Embed AI agents into your GTM motion as active participants, not productivity tools — then redesign influencer and content systems around what agents can sustain.

By Plot Grizzly →
An editorial illustration of a chess board where one side's pieces are tiny suited humans and the other side's pieces are glowing robot figures, mid-game
Illustrated by Mikael Venne

HubSpot's agent-first GTM model signals a fundamental shift in how growth teams operate. Here's what Southeast Asian marketers need to understand and act on.

Yamini Rangan doesn’t write think pieces for sport. When HubSpot’s CEO publishes a detailed account of how the company rebuilt its go-to-market motion around AI agents, the marketing industry should probably pay attention — even if, especially if, your first instinct is to assume it doesn’t apply to you.

It does. And the implications run deeper than most growth teams are currently treating them.

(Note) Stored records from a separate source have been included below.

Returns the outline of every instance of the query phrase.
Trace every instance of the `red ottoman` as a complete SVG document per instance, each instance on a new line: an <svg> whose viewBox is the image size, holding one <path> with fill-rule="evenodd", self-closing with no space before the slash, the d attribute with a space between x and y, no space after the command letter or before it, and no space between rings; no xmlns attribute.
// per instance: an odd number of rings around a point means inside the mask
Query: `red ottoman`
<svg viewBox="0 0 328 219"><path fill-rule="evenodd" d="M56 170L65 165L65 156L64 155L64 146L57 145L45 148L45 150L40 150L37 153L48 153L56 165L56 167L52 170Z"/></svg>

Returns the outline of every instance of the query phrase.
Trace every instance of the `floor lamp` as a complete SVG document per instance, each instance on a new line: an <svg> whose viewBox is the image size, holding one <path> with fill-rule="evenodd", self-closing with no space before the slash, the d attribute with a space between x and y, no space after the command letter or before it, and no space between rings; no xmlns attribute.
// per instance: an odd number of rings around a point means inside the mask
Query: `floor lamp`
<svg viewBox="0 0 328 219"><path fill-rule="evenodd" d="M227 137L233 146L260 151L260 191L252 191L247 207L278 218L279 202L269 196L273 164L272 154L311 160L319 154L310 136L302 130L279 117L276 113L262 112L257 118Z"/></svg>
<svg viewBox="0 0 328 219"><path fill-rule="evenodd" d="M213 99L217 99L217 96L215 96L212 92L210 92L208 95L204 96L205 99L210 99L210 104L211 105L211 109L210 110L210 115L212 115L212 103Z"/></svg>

What Agent-First GTM Actually Means in Practice

The phrase sounds like vendor marketing until you unpack what HubSpot is describing. Writing on the HubSpot blog, Rangan outlines a model where AI agents aren’t assistants bolted onto existing workflows — they’re participants in the GTM system itself, handling prospecting sequences, qualifying inbound signals, personalising outreach at scale, and feeding learnings back into the strategy loop.

The critical distinction: agent-first GTM means designing the motion for what agents can do well, rather than asking agents to approximate what humans used to do manually. HubSpot reports that this shift meaningfully changed how their sales and marketing teams allocate time — less execution, more judgment calls on the signals agents surface.

For Southeast Asian growth teams, the practical translation is immediate: if your CRM workflows, lead nurture sequences, and content distribution are still structured around human throughput limits, you’re operating with an architecture mismatch. The constraint has changed. The playbook hasn’t.

The Long Influencer Game — and Why Agents Can Support It

Sprout Social’s Jasmine Williams makes a case that’s quietly subversive: the highest-ROI influencer relationships aren’t campaigns, they’re ongoing commercial partnerships built over years. The beauty YouTuber who reaches for the same foundation in every video isn’t doing a sponsored post — she’s a brand signal that compounds across thousands of pieces of organic content.

This isn’t a new observation, but the strategic implication is underused. Most Southeast Asian brands — particularly in beauty, F&B, and lifestyle — still structure influencer spend as campaign bursts around product launches or 11.11. The result is high cost-per-collaboration with limited brand residue once the content cycle ends.

The connection to agent-first thinking: sustaining genuine long-term creator relationships requires consistent communication, content briefing, performance monitoring, and relationship management at a cadence most brand teams can’t maintain manually across 15–20 active partnerships. AI agents — particularly those with memory and task-management capabilities — are well-suited to handling the operational layer, freeing human relationship managers to focus on the creative and strategic dimensions that actually differentiate a partnership.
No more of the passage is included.